2006 Puligny Montrachet (Village Appellation) bottled a year ago is a very good vintage for white wine, very subtle and quite full. The wine 18 months in oak but we use no more than 20 percent new oak. So the oak does not jump at you, it is more subtle. The wine has energy, life, vibration. It has to be precise and sharp, but lively. We are not looking to make wines that are rich like a Chardonnay or a Voignier of the New World. Our wine has minerality with acidity which comes from the soil in the northern part of Burgundy and is flinty. It can age for 20 years, if you want.
I love older white wines but this is a question of taste. The English and the Americans like their whites young. In my opinion four to five years is good, especially if the wine is drunk by itself. Most importantly, trust your own taste.
2006 Gevrey Chambertin is very young for red wine but it is a vintage that is forward, more developed. It is lighter does not have the same concentration of tannins but a delightful elegance that is light and airy. There is purity in the 2006 vintage with a direct link to the soil, and the Pinot Noir grape is quite expressive. You would not mistake it for Gamay. It is the Morgon that talks here. In the 2006 Gevrey Chambertin it is the Pinot Noir but with time the grape will recede. There is spiciness in the nose but the feel in the mouth is a little tight. Although it is not ready to drink, some people like it like this.
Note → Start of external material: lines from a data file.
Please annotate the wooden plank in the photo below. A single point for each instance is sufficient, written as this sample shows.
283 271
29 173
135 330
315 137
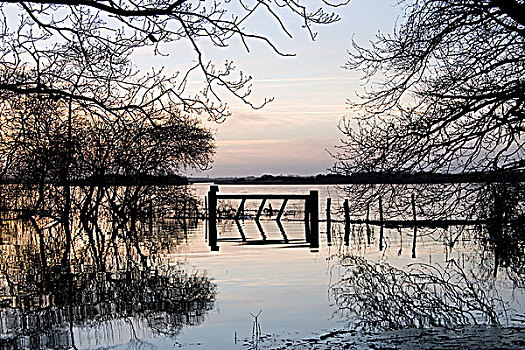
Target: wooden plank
281 211
240 209
261 207
262 196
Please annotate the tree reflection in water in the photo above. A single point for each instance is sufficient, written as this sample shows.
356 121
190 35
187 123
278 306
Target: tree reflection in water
504 235
379 296
102 280
375 295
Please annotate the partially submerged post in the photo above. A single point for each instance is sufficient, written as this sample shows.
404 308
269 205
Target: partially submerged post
380 223
328 221
347 222
368 233
281 211
314 218
415 227
212 217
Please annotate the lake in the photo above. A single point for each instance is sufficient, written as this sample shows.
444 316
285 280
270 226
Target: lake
155 283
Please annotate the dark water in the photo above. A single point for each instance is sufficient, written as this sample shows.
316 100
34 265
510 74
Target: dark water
152 282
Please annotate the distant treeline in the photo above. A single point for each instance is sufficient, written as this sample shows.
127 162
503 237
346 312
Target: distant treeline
376 178
114 180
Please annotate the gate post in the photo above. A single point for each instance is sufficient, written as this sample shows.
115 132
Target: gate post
314 218
212 217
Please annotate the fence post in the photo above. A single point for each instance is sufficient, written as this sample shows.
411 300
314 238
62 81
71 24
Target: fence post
314 218
212 217
415 227
380 223
347 222
328 221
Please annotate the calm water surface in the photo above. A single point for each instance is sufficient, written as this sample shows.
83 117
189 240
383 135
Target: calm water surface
299 292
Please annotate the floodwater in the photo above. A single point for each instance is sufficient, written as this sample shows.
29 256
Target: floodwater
159 286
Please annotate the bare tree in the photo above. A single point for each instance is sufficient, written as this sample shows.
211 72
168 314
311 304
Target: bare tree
82 51
446 91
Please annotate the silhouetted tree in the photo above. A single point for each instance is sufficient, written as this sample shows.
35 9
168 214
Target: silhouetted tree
447 91
82 51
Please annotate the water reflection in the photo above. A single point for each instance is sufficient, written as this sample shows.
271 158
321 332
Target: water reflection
504 233
96 280
382 291
378 296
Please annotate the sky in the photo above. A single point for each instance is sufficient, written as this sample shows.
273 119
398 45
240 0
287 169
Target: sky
292 135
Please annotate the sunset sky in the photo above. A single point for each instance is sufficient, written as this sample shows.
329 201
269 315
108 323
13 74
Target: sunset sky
291 135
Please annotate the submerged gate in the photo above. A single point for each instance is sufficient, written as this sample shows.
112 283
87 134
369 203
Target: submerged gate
311 216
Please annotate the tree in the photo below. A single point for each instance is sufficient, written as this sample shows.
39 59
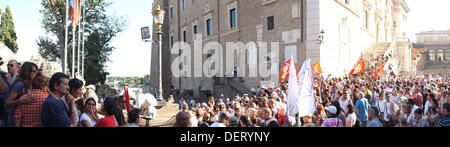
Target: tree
8 33
99 31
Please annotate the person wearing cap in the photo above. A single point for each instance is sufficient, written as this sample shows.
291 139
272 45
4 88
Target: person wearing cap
445 120
374 120
90 93
412 107
268 119
223 120
362 107
332 118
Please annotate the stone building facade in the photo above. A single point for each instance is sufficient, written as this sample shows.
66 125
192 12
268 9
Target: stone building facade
434 47
352 28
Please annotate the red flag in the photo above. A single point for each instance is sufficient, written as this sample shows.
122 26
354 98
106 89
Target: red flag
359 68
380 68
374 73
75 11
285 71
127 98
316 69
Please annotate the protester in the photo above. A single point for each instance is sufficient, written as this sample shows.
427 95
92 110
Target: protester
133 118
362 107
244 121
375 121
223 120
90 117
269 121
29 115
76 90
54 111
182 119
445 120
351 115
20 89
332 118
119 113
109 107
418 120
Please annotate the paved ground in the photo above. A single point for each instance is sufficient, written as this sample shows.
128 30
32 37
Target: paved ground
165 116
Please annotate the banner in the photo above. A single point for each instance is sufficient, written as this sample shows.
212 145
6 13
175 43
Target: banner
306 101
316 68
292 101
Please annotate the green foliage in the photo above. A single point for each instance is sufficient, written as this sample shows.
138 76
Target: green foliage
7 31
100 29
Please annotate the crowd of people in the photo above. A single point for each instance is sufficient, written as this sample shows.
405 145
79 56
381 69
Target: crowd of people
361 100
351 101
31 99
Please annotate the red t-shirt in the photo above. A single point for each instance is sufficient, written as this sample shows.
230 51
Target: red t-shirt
108 121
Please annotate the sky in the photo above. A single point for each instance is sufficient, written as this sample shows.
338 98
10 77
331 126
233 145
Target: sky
132 56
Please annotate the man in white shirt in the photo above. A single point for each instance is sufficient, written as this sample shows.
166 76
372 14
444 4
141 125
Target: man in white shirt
391 111
223 120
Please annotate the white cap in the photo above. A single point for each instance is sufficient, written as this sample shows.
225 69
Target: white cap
90 87
331 109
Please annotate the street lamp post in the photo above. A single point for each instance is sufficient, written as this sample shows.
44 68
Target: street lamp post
158 16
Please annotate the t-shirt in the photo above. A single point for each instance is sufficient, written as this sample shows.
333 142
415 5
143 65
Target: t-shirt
332 122
108 121
16 88
421 123
389 107
85 117
54 113
375 123
352 118
344 104
362 105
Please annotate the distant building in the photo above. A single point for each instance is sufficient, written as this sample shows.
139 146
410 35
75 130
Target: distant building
353 28
434 48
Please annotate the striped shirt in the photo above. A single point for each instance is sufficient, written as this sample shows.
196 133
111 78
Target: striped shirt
29 115
444 121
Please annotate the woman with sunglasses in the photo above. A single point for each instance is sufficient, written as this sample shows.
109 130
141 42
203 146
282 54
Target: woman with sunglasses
89 117
18 94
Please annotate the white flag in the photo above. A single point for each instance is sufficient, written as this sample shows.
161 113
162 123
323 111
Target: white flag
306 101
292 103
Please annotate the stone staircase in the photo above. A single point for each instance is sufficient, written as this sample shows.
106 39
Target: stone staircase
165 117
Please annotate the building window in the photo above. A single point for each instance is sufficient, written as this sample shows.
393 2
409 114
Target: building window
270 23
208 27
184 36
194 32
432 55
183 3
171 12
233 18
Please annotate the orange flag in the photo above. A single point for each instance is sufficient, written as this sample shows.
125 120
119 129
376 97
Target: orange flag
316 69
285 71
380 68
374 73
359 68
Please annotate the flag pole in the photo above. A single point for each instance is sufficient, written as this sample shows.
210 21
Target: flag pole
78 49
82 48
64 70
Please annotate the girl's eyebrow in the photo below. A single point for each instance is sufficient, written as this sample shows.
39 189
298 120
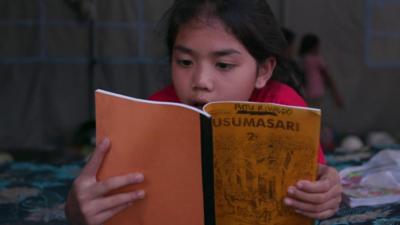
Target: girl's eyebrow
219 53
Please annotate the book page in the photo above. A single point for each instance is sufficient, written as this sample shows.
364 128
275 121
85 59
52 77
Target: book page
259 151
161 141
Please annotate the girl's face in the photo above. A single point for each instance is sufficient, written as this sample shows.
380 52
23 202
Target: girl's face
210 64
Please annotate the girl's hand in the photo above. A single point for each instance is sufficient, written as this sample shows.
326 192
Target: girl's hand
319 199
87 202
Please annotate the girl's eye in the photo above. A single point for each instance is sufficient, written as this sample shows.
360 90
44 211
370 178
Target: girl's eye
224 66
184 63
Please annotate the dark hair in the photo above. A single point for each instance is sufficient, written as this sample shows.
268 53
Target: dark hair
308 43
250 21
289 35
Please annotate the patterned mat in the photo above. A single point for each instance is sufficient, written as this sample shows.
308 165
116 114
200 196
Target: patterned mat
35 193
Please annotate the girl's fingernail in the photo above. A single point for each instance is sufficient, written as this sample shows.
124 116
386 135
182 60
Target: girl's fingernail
300 184
138 178
105 142
140 194
287 201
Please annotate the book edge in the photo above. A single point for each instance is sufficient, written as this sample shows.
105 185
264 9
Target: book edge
153 102
269 103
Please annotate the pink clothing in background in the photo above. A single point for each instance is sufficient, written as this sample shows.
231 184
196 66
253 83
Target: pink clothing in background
313 67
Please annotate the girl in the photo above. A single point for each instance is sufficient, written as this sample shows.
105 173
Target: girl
219 50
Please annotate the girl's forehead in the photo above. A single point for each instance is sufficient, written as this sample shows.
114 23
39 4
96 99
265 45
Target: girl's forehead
205 23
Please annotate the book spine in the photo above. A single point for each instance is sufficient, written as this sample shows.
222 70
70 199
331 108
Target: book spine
207 170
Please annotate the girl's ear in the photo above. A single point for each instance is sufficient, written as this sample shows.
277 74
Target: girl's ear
265 71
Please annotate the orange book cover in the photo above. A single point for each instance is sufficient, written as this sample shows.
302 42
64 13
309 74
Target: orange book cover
230 164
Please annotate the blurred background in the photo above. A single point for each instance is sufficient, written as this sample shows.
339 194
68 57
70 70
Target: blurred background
55 53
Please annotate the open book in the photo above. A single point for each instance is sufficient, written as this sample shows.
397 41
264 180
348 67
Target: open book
227 164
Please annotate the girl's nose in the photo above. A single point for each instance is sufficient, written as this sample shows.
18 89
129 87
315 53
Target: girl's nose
202 79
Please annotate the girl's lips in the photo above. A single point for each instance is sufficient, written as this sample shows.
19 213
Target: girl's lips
199 104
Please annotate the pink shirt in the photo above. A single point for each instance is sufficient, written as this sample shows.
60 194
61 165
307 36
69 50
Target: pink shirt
274 92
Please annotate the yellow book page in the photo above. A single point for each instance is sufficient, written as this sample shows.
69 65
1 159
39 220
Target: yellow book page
259 151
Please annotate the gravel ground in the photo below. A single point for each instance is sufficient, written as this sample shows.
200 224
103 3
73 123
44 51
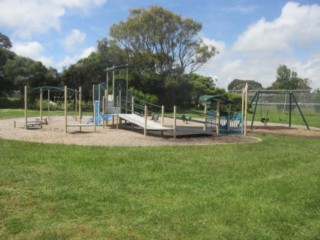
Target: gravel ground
108 136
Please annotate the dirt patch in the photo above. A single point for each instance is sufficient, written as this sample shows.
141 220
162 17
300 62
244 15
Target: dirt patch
108 136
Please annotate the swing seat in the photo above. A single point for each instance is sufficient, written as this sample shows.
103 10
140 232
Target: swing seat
265 120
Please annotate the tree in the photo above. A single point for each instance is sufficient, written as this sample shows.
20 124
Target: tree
288 79
6 86
162 41
237 85
161 47
5 41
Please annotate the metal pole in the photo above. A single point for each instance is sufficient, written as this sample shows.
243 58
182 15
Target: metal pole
304 120
255 108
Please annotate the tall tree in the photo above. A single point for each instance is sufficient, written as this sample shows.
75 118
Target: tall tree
5 41
238 84
162 41
288 79
161 47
In our wine making practice the best wine possible goes into the blends
and then 20 to 30% of the wine we declassify or replier and put in the villages appellation. We do this with all our wines. The amount we declassify depends on the vintage. In 2005 we declassified very little. But at other times when the vintage is tougher, it can go up to 30 or 40%. Most quality producers follow this practice but it depends on each one’s policy.
Our main markets are the US, UK, Canada and Japan. China is growing. The US market is 40% for all Burgundy and is the number one market. They are ready to pay for quality. In hard times instead of buying wine people say, let’s first drink what’s in our cellar first. We keep no inventory; everything we produce is sold, mostly on allocation.
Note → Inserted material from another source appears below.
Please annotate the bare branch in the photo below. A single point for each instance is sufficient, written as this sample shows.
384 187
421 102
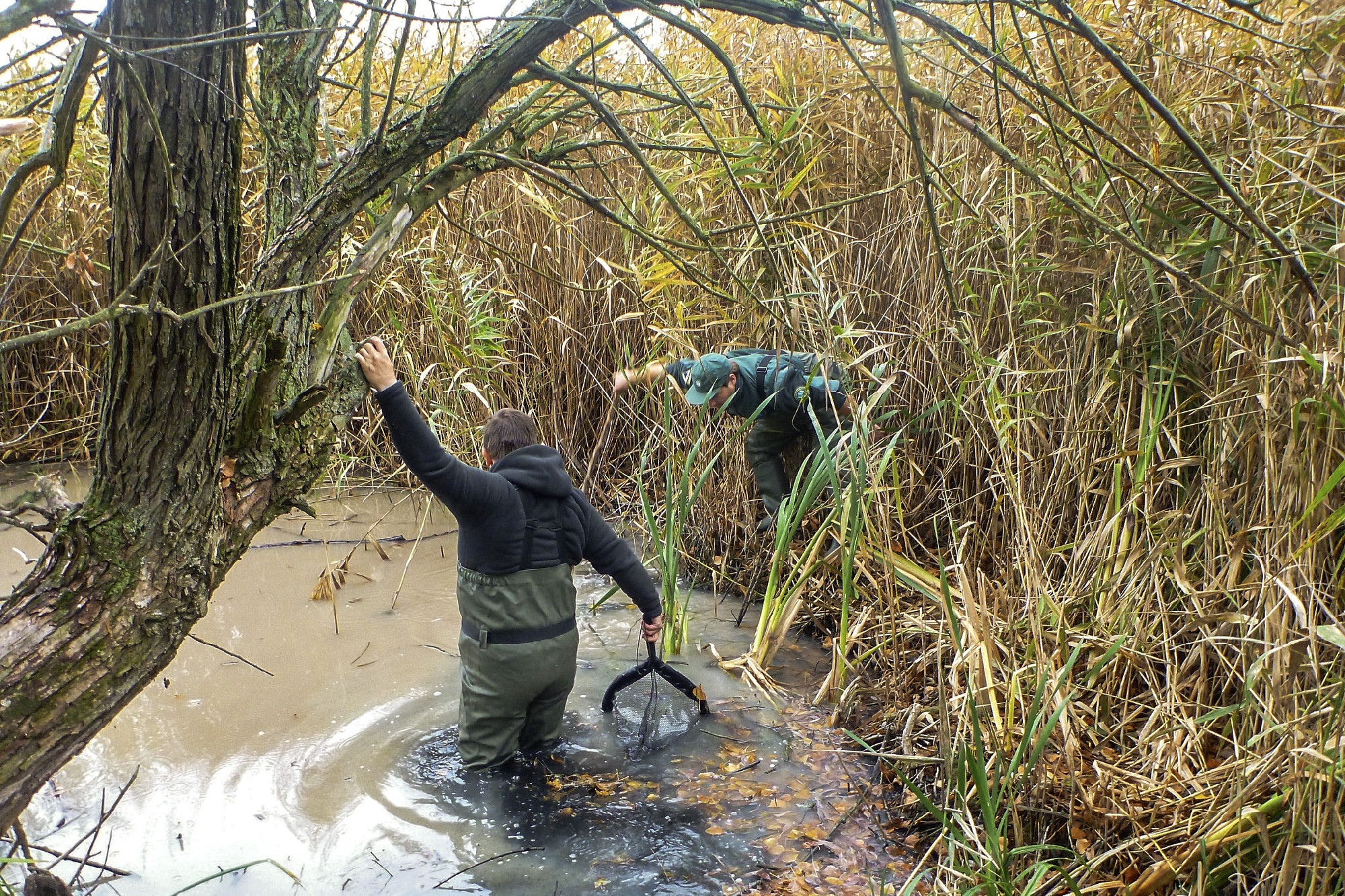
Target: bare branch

In Burgundy we keep back stocks only for the pleasures of the house. Now wine drinkers are trading down buying a 30$ wine instead of 50$. So in the US the volume is the same but there is a 20 percent downturn in price.
India is going to grow step by step with the young generation who travel more to experience other cultures. The people will learn to consume a little wine and drink more at home, especially the Great Wines. Wine drunk with food is not alcohol, it is part of our culture and it is food too.

Maison Louis Jadot wines are imported by Brindco Sales Ltd. The wines cost between Rs 2000 to Rs 25,000 for the Grand Crus.